Judas’ Muddled Demise
Judas, known for his betrayal of Jesus, faces a gloomy end. Yet, descriptions vary. In one corner, he’s said to have hung himself in despair. But in another account, he takes a fatal tumble in a field. Was it a cliffhanger gone wrong? Or did the story spinners have different sources? It’s a mystery that we don’t have the answer to.
Solomon’s Horse Housing Mystery
Our guy Solomon was not just wise but also super wealthy. His riches could make anyone’s head spin, and he had stables for his horses. But the size of these stables varies based on accounts. Some claim he had room for 4,000 horses, while others add an extra zero, boasting 40,000 stalls. That’s quite a discrepancy!
Jesus’ Age Ambiguities at Baptism
We all know Jesus had a baptismal moment. Picture it: serene river, John the Baptist doing his thing, and then the heavens open up.
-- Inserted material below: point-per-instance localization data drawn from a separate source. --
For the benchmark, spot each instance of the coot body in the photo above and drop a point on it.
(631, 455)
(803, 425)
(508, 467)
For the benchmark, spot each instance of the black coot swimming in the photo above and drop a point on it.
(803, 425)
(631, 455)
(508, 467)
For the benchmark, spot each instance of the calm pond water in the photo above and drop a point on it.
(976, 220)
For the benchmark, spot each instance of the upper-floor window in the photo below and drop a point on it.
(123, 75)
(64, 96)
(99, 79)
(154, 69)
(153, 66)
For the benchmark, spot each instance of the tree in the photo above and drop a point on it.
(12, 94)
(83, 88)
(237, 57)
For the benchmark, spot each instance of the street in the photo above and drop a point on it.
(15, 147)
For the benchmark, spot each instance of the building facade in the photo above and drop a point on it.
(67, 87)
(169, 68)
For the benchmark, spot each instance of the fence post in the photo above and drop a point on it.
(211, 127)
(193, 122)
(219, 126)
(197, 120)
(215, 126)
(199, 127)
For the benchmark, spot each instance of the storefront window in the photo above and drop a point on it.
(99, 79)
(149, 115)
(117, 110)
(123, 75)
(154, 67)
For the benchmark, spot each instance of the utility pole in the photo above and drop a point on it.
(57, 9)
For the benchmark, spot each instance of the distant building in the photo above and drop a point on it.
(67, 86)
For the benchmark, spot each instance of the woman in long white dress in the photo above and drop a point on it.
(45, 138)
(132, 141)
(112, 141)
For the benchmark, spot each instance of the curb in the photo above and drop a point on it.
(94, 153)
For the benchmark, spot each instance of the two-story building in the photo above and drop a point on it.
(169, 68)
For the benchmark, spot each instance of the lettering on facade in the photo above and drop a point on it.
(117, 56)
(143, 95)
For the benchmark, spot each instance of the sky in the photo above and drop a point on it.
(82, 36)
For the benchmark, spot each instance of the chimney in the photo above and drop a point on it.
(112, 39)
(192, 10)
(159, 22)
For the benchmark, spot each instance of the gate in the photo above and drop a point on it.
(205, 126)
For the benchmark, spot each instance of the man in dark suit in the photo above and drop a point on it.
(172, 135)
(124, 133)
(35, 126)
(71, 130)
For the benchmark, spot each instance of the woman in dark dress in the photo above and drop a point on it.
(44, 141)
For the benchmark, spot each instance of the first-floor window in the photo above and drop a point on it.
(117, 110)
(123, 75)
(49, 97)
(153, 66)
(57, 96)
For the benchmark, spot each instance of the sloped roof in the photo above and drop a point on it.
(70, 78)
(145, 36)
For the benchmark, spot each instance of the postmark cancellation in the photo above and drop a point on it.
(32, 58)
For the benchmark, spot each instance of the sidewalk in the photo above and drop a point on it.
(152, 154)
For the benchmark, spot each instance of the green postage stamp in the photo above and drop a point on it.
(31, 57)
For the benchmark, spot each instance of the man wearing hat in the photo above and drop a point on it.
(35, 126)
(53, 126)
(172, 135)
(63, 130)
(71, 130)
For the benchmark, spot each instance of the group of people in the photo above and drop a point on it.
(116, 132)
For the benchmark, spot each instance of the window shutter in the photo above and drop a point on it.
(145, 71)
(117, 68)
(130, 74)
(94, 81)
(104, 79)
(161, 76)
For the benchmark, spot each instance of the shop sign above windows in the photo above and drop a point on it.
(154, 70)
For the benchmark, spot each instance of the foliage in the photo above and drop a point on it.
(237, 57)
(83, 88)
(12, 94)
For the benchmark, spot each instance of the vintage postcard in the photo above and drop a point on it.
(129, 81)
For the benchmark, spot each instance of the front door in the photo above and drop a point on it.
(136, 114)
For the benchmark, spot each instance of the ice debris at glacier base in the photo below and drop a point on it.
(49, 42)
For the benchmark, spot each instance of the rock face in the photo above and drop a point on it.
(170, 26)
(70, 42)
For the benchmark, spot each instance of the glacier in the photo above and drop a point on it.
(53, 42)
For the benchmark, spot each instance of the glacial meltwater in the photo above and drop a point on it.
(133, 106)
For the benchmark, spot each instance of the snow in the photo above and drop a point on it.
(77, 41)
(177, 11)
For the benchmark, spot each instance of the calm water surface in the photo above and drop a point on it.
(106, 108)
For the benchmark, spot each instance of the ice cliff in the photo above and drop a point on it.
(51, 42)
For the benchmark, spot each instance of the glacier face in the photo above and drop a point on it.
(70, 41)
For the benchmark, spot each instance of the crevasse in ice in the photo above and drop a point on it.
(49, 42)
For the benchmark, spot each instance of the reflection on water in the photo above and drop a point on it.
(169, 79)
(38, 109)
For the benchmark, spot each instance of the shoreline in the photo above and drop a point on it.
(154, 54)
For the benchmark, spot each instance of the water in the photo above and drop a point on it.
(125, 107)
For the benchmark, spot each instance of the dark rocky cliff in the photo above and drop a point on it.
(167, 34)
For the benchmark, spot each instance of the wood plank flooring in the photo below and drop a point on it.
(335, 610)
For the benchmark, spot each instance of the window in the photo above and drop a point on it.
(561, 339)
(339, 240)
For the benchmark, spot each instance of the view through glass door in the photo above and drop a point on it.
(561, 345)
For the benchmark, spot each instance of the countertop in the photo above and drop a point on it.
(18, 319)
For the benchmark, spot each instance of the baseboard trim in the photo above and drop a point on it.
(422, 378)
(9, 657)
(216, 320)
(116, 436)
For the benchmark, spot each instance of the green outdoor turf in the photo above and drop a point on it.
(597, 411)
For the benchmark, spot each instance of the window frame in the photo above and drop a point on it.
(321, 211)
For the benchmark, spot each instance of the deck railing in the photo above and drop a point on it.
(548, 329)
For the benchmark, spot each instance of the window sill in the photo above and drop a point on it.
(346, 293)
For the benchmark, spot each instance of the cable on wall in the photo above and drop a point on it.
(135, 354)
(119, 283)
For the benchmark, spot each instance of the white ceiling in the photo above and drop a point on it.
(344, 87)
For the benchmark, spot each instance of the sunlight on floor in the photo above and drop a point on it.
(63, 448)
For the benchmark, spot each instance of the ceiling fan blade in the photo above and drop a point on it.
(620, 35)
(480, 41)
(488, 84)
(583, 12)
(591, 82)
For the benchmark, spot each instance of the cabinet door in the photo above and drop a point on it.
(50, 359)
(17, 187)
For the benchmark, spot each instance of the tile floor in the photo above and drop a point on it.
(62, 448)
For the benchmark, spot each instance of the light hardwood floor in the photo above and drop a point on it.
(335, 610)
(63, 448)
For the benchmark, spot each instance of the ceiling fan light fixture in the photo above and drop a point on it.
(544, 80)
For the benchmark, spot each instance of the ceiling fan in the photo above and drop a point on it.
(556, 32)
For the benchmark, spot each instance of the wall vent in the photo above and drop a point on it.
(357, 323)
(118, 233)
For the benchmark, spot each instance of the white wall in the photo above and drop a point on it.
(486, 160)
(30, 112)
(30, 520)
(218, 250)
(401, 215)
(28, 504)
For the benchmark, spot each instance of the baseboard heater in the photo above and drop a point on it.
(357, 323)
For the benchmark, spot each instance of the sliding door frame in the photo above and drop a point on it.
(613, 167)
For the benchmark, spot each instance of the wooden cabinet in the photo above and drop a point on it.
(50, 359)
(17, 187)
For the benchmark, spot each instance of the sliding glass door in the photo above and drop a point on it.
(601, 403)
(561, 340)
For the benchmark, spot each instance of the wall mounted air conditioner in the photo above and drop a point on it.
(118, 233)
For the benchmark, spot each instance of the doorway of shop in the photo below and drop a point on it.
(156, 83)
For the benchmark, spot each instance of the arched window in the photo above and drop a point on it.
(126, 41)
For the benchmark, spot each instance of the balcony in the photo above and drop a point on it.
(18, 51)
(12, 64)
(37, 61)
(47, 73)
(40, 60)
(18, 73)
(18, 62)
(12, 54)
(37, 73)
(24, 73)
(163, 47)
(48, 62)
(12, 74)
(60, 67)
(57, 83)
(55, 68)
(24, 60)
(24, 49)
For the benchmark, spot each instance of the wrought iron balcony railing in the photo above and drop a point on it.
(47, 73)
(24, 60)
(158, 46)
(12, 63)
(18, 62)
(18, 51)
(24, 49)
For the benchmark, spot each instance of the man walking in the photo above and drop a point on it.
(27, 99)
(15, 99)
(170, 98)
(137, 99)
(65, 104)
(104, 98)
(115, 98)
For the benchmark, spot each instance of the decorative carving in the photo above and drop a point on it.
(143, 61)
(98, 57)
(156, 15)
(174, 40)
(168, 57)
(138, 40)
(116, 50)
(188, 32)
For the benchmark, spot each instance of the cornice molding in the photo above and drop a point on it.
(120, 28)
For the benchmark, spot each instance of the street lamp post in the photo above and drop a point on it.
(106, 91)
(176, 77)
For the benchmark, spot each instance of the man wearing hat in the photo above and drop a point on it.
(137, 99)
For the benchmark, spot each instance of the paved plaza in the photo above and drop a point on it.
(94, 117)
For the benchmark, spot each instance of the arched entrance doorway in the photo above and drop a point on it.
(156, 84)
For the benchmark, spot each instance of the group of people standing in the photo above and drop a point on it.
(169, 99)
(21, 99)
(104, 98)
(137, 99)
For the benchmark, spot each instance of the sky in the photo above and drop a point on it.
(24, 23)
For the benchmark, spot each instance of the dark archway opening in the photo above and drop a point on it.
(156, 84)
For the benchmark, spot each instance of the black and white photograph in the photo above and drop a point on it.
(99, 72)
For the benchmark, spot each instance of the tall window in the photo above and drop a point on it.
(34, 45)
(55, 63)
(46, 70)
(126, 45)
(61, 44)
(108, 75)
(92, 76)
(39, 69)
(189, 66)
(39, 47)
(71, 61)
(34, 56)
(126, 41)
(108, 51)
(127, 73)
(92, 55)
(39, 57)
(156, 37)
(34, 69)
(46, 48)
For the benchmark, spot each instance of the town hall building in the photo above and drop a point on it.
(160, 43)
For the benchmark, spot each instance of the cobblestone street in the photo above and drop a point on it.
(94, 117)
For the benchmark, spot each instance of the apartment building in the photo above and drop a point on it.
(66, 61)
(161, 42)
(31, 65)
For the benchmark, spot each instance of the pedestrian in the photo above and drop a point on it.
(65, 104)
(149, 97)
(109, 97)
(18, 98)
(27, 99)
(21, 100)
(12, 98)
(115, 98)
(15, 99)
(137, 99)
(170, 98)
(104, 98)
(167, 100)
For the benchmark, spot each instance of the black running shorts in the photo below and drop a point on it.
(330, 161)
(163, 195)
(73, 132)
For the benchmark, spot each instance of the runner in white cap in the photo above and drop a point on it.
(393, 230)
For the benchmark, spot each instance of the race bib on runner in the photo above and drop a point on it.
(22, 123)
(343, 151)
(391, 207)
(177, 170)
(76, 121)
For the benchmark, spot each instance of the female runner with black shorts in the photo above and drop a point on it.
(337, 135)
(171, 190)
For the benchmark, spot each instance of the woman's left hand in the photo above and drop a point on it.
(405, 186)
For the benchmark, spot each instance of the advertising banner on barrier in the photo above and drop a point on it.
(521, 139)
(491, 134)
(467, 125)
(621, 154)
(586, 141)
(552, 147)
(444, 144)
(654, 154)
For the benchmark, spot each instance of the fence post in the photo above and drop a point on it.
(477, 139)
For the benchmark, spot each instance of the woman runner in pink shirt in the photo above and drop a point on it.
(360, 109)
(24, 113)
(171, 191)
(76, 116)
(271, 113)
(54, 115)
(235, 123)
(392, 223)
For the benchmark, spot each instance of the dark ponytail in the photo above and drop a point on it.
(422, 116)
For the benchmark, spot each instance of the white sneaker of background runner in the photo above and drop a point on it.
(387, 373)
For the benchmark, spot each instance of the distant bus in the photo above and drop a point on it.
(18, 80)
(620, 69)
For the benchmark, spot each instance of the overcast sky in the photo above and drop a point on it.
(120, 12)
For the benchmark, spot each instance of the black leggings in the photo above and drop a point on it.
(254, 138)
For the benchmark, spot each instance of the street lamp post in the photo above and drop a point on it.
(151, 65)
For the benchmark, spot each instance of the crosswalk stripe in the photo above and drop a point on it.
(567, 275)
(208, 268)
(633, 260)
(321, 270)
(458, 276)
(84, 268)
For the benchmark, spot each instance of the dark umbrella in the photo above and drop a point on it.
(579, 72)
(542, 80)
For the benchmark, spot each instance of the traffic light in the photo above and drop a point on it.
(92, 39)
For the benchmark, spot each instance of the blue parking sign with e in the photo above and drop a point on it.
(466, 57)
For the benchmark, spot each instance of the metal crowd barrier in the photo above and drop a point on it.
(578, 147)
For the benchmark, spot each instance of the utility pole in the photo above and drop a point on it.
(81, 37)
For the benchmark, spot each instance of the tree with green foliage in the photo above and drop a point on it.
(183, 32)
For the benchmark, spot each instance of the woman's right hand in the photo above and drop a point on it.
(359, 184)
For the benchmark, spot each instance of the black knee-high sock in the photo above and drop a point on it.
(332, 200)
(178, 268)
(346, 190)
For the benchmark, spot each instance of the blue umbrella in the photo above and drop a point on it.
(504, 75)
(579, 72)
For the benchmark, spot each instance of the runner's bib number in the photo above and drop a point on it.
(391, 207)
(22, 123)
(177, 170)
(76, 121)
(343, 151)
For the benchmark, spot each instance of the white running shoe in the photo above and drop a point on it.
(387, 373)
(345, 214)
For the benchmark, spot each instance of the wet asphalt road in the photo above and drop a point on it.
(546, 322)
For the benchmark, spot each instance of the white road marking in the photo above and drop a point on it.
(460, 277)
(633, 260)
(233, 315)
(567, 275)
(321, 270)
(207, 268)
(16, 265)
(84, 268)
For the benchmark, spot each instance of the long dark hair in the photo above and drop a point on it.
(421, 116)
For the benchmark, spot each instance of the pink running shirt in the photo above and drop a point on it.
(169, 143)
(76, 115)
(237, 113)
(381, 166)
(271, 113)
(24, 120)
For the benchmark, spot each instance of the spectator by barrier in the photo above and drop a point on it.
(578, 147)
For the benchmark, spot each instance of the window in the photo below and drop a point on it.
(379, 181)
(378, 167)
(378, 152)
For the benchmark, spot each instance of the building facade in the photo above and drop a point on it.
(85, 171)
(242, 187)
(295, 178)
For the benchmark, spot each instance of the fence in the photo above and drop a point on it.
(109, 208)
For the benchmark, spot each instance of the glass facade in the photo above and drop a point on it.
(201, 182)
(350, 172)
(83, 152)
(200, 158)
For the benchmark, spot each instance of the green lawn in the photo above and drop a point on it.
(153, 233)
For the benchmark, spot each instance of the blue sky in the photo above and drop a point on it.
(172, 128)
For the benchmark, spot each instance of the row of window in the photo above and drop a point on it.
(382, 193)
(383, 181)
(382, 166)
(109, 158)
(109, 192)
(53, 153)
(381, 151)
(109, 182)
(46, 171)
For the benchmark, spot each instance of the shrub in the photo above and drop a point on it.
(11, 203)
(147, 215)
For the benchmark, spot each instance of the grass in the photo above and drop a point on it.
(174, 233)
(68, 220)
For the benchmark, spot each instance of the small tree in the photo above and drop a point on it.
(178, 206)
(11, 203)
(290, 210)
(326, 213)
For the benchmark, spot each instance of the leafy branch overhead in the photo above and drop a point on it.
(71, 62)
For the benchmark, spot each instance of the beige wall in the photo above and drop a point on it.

Some accounts state Jesus was about 30 at this point, whereas other passages suggest he began his teachings right after the baptism, and he was, you guessed it, still around 30. So, did Jesus find the secret to pausing the aging process?
Paul’s Buddy System Snafu
On his way to Damascus, Paul has this profound, life-changing experience. Bright lights, heavenly voices, the whole nine yards. But here’s the kicker: did his travel companions hear that same voice? Some accounts say they did, but they didn’t see anyone. Others say they saw the light but didn’t hear the voice. This doesn’t make any sense!
The Ax Head’s Mysterious Levitation Lesson
Elisha, one of the lesser-known prophets, did something that sounds straight out of a magic show. An ax head, which by all laws of physics should sink, floats right up to the water’s surface. But why? Was it a divine lesson to show anything’s possible with faith? The context isn’t quite clear, leaving us all with more questions than answers.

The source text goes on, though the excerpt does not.